Assinalou-se este domingo (3 de Maio) o segundo aniversário após o desaparecimento físico de Afonso Dhlakama, líder carismático do maior partido da oposição no xadrez político nacional, a Renamo.
E como em qualquer “família”, mesmo que passem anos após a partida de um ente-querido, na data, cada um à sua maneira reserva algumas horas, um dia ou mesmo vários para honrar a sua memória. A família Dhlakama e a Renamo não fizeram diferente. Usaram a data para imortalizar aquele que consideram de “herói” e que nem a sua partida “prematura” irá apagar as suas obras.

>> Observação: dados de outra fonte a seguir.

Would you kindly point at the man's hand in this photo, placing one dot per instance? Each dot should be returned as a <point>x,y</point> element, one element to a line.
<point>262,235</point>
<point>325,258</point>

Afonso Macacho Marceta Dhlakama faleceu a 03 de Maio de 2018, na Serra da Gorongosa (o chamado santuário da Renamo), província de Sofala. Os seus restos mortais repousam na sua terra natal em Mangunde (regulado), distrito de Chibabava, interior da província de Sofala.
O partido, do qual era dirigente máximo, hoje liderado por Ossufo Momade, que assumiu as funções imediatamente a seguir à morte de Afonso Dhlakama, organizou uma série de eventos à escala nacional (delegações provinciais), tendo as cerimónias centrais se realizado na Sede Nacional, em Maputo, um evento que contou com a presença da nata do partido.
Ossufo Momade foi quem dirigiu as comemorações na Sede Nacional. Naquilo que chamou de comunicação à Nação, Ossufo Momade deixou a garantia de que tudo faria para honrar a memória do falecido presidente da Renamo, para quem a sua história, invariavelmente, se confunde com a de Moçambique. Momade disse que vai continuar a negociar com o Governo liderado por Filipe Nyusi de modo que, a breve trecho, seja concluído com êxito o processo de Desarmamento, Desmobilização e Reintegração (DDR) do braço armado do partido.
E por consensual que seja que o seu contributo, nacionalismo e patriotismo elevaram o país no concerto das nações no que ao nível de democracia e Estado de Direito como apanágio de governação diz respeito, Momade disse que Afonso Dhlakama devia ser reconhecido como herói nacional.
Entretanto, desde o desaparecimento físico de Afonso Dhlakama, o maior partido da oposição continua sombra de si mesmo, sendo a conturbada liderança de Ossufo Momade o rosto mais visível.
Ossufo Momade tem dedicado boa parte do seu tempo a gerir crises internas. A calamitosa performance nas eleições de 15 de Outubro último, ganhas folgadamente pelo partido Frelimo e o seu candidato presidencial, marca indubitavelmente a fase que o partido atravessa, depois que viu partir o seu “líder”.
Apesar de ter assumido a liderança, após a morte do líder “mor” e ter sido sufragado em sede do Congresso realizado em Janeiro de 2019, Ossufo Momade luta incansavelmente pela sua afirmação como o novo timoneiro da Renamo.
Tal pretensão tem sido liminarmente frustrada pela auto-proclamada Junta Militar liderada por Mariano Nhongo, que teima em gritar aos “quatro ventos”’ que Ossufo Momade não é e nunca foi presidente dos genuínos membros e simpatizantes da Renamo.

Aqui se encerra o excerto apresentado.